The unexpected and the surreal have never been far in Akomena's projects. Working in collaboration with like-minded designers and architects, the studio's first decade produced, among others, Luigi Serafini's oddball "Fish Table" in 1990; Ugo La Pietra's "Il grande sonno" (The Big Sleep), a squashy-looking mosaic quilt and pillow on a spartan metal-framed bed, in 1991; Ettore Sottsass's Toytown "Magic Room" for the Museum of Contemporary Furnishings at Russi, near Ravenna, in 1994; and, in 1996, Sottsass's collection of mosaic-faced cabinets, among them one in gold and turquoise with a large padlock, for "storing love letters."
This early period also saw one of Akomena's witty homegrown pieces, "X Rosa" (For a Rose), a low, round table surfaced with glass-paste, blue-gray tesserae, with an inlaid spiral of white marble, erupting into a mini volcano, the crater of which provides a perfect receptacle for a single rose. This was the prototype of a series, "Mabel's Tables," that subverted the notion that tables should be flat.
Interior design projects with architects, including Lucio Zotti and Marco Lucchi, for shops, offices, disco bars and nightclubs were realized in Milan, Turin, Sardinia, Croatia and resorts on the Adriatic coast. Later undertakings included facades and murals for coffee shops in Korea.
The threshold of Akomena's second decade was marked by growing self-assurance and a determination to originate as well as execute more projects and to subvert the distinctions between design objects and art.
Manifestations of this evolution can be seen in two examples from 1997: the "Pipe-pipe" minimalist sculptures made of industrial steel pipes and white Carrara marble mosaic, with spirals of gold mosaic and jet-black Marquina marble; and "Stone Carpets," a series of black-and-white marble mosaics on flexible backings, which can be combined to form different configurations.
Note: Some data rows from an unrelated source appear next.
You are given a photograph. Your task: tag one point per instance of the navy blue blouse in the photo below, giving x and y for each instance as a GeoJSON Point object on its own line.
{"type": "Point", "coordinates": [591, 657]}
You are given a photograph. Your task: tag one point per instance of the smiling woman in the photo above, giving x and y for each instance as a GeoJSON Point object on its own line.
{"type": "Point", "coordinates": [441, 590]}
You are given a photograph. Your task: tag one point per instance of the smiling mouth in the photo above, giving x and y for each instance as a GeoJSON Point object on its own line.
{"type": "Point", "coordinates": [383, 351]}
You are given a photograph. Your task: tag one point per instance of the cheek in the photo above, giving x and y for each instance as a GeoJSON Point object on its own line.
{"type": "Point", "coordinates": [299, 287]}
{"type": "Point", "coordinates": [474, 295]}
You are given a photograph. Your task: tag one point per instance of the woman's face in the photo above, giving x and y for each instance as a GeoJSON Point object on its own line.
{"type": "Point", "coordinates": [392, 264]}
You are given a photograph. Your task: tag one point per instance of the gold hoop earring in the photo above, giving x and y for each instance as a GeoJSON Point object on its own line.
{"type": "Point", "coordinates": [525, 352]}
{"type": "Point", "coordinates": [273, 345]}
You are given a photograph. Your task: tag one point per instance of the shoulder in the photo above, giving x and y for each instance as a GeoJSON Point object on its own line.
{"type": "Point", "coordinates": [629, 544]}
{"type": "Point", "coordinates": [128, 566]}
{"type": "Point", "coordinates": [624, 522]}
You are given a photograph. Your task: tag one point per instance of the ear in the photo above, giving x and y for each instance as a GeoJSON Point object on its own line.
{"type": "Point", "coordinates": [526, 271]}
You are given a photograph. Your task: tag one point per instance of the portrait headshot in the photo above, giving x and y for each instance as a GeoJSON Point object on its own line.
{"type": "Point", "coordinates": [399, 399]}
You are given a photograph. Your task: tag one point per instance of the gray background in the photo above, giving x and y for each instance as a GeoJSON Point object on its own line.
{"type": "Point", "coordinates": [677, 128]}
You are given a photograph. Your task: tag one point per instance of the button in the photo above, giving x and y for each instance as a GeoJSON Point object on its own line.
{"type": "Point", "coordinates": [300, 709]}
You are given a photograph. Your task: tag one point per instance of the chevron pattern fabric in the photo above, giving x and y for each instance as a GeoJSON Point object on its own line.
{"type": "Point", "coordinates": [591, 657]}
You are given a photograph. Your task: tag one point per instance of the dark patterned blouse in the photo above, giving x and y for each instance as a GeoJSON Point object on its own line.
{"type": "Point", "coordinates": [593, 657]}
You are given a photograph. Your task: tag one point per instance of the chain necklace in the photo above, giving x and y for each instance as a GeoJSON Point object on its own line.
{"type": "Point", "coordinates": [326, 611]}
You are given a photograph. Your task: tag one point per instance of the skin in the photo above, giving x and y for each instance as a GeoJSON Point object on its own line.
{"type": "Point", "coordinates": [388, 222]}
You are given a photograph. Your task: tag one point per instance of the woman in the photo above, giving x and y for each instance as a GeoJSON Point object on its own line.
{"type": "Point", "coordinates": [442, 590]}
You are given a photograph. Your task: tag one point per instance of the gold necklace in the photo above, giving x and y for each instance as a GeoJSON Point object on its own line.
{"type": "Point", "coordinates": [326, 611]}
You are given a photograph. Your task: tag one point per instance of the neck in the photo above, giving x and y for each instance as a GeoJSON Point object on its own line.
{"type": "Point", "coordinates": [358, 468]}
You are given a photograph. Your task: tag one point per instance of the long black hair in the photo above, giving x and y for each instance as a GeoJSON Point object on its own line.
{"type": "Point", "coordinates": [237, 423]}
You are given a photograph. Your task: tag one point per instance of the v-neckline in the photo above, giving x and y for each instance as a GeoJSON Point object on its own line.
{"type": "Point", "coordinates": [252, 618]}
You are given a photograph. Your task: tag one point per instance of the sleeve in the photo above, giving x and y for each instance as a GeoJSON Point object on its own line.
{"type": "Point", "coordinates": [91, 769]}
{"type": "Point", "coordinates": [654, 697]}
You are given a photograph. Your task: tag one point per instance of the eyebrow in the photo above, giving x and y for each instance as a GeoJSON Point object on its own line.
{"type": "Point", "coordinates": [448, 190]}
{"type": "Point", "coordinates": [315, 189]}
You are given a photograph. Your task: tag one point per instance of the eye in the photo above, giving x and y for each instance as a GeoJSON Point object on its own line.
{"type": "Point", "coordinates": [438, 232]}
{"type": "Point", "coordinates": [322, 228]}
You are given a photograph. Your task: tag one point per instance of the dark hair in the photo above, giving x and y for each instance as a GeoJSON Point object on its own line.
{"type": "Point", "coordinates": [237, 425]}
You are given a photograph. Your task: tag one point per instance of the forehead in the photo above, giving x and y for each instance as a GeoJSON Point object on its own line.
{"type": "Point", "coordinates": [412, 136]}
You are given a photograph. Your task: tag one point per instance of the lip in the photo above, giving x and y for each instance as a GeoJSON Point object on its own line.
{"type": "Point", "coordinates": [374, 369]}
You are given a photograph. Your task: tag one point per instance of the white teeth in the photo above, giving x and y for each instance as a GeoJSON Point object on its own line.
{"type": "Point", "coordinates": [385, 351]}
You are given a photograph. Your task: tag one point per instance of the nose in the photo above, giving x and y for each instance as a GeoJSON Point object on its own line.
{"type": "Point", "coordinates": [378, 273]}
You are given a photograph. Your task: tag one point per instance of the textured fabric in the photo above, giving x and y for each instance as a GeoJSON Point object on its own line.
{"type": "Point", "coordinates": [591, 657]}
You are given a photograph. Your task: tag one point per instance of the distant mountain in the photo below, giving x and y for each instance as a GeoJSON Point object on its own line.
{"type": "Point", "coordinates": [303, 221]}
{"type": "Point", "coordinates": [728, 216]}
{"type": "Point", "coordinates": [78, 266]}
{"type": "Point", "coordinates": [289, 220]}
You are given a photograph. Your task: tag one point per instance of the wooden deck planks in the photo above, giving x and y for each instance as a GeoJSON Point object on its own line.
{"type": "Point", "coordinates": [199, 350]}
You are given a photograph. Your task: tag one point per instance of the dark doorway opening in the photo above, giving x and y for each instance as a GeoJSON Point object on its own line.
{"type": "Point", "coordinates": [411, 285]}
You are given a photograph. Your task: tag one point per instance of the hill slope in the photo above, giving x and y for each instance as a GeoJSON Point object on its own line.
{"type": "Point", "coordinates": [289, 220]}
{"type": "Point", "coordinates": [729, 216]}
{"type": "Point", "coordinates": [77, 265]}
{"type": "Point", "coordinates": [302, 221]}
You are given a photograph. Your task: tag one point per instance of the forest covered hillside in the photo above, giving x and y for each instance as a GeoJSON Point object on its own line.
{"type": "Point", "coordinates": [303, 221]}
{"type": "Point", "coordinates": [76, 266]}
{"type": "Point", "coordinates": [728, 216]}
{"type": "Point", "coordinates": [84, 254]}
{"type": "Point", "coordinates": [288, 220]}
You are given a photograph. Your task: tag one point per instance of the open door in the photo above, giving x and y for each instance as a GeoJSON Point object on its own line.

Experiments in blurring the borders between soft and hard gave rise in 2001 to "Sassoft," a surreal collection of comfortable furnishings covered with pebbles (sassi in Italian) that were embedded in especially developed soft supports. Exotic "Animal Skin" floor-coverings, mimicking the coats of giraffes, zebras, leopards and tigers, followed in 2003.
Fabbri draws constant inspiration from Ravenna's fabulous heritage of mosaics, which were used to adorn the city during the rule of the enlightened Gothic king Theodoric and the Byzantine exarchs in the fifth and sixth centuries A.D. That inspiration is reflected in some of the titles of her latest pieces, in which the coruscating light and sculptural effects of her works reach new heights of subtlety and sophistication.
Her "Amalasunta" bed takes its name from the daughter of Theodoric, regent after his death. Here the sumptuous but rigid gold of the supporting upright slab of the headboard, with a fairly regular pattern of tesserae, is dramatically contrasted with the illusory folds of a cascade of white-gold mosaic drapery.
Cassiodorus, Theodoric's secretary and the historian of his reign, lends his name to a gorgeous circular gold table with mesmerizing mosaic patterns, full of sinuous, interwoven and spiraling forms that can be kaleidoscopically varied by revolving the table's raised central disk.
To celebrate Akomena's coming of age, Fabbri has conjured up an octet of "Puttini," or Little Cupids. Depictions of putti, or ebullient infants, go back to ancient Egypt and beyond. They were very popular in Roman floor mosaics and murals, successfully made the transition into Christian and Renaissance art and ran riot in Baroque and Rococo decoration.
Fabbri's putti have frolicked into the third millennium, fooling around amid modern advertising campaigns and brand names to prove that, to be contemporary, you don't have to throw all the artistic babies out with the bath water.